# Data Science / Data Wrangling

In [1]:
import numpy as np
import pandas as pd
import xgboost as xgb
from sklearn.datasets import load_iris
from sklearn.model_selection import train_test_split
from sklearn.metrics import accuracy_score

# Load the Iris dataset
iris = load_iris()
X = iris.data
y = iris.target

# Split the data into training and testing sets
X_train, X_test, y_train, y_test = train_test_split(
    X, y, test_size=0.2, random_state=42
)

# Convert the data into DMatrix format (a specific data structure used by XGBoost)
dtrain = xgb.DMatrix(X_train, label=y_train)
dtest = xgb.DMatrix(X_test, label=y_test)

import mlflow
import mlflow.xgboost

mlflow.set_tracking_uri("http://localhost:5000")
mlflow.set_experiment("my-only-experiment")

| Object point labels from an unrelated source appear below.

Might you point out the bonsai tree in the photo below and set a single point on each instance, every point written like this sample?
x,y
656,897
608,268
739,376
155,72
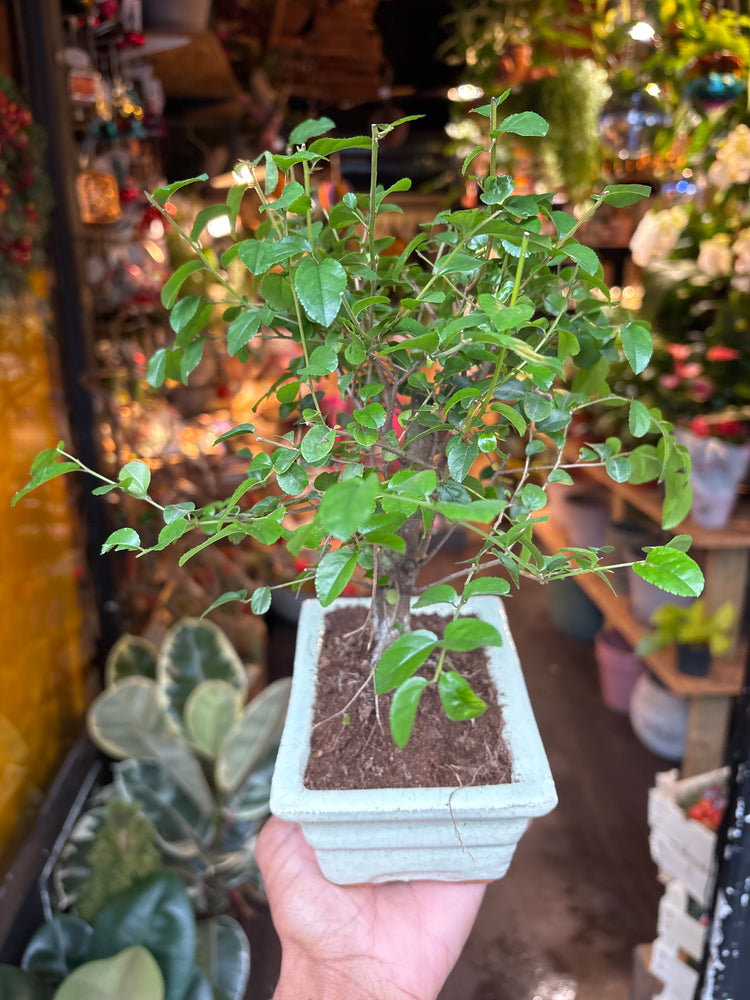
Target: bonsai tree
x,y
460,364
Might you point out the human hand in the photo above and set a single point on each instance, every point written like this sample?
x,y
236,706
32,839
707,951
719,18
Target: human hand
x,y
390,941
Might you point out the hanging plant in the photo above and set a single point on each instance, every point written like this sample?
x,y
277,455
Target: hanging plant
x,y
24,191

with mlflow.start_run() as run:
    # Set the hyperparameters for the XGBoost model
    params = {
        "objective": "multi:softmax",  # Classification task with multiple classes
        "num_class": 3,  # Number of classes in the target variable
        "max_depth": 10,  # Maximum depth of each tree
        "eta": 0.1,  # Learning rate (step size shrinkage)
        "subsample": 0.8,  # Subsample ratio of the training instances
        "colsample_bytree": 0.8,  # Subsample ratio of columns when constructing each tree
        "eval_metric": "merror",  # Evaluation metric for multi-class classification (classification error)
    }

    mlflow.log_params(params)

    # Train the XGBoost model
    num_rounds = 100  # Number of boosting rounds (iterations)
    model = xgb.train(params, dtrain, num_rounds)

    mlflow.xgboost.log_model(model, "my_xgboost")

    # Make predictions on the test set
    y_pred = model.predict(dtest)

    # Convert the predicted labels to integers (as XGBoost returns float predictions)
    y_pred = y_pred.astype(int)

    # Calculate and print the accuracy score
    accuracy = accuracy_score(y_test, y_pred)
    print("Accuracy:", accuracy)

    mlflow.log_metric("accuracy", accuracy)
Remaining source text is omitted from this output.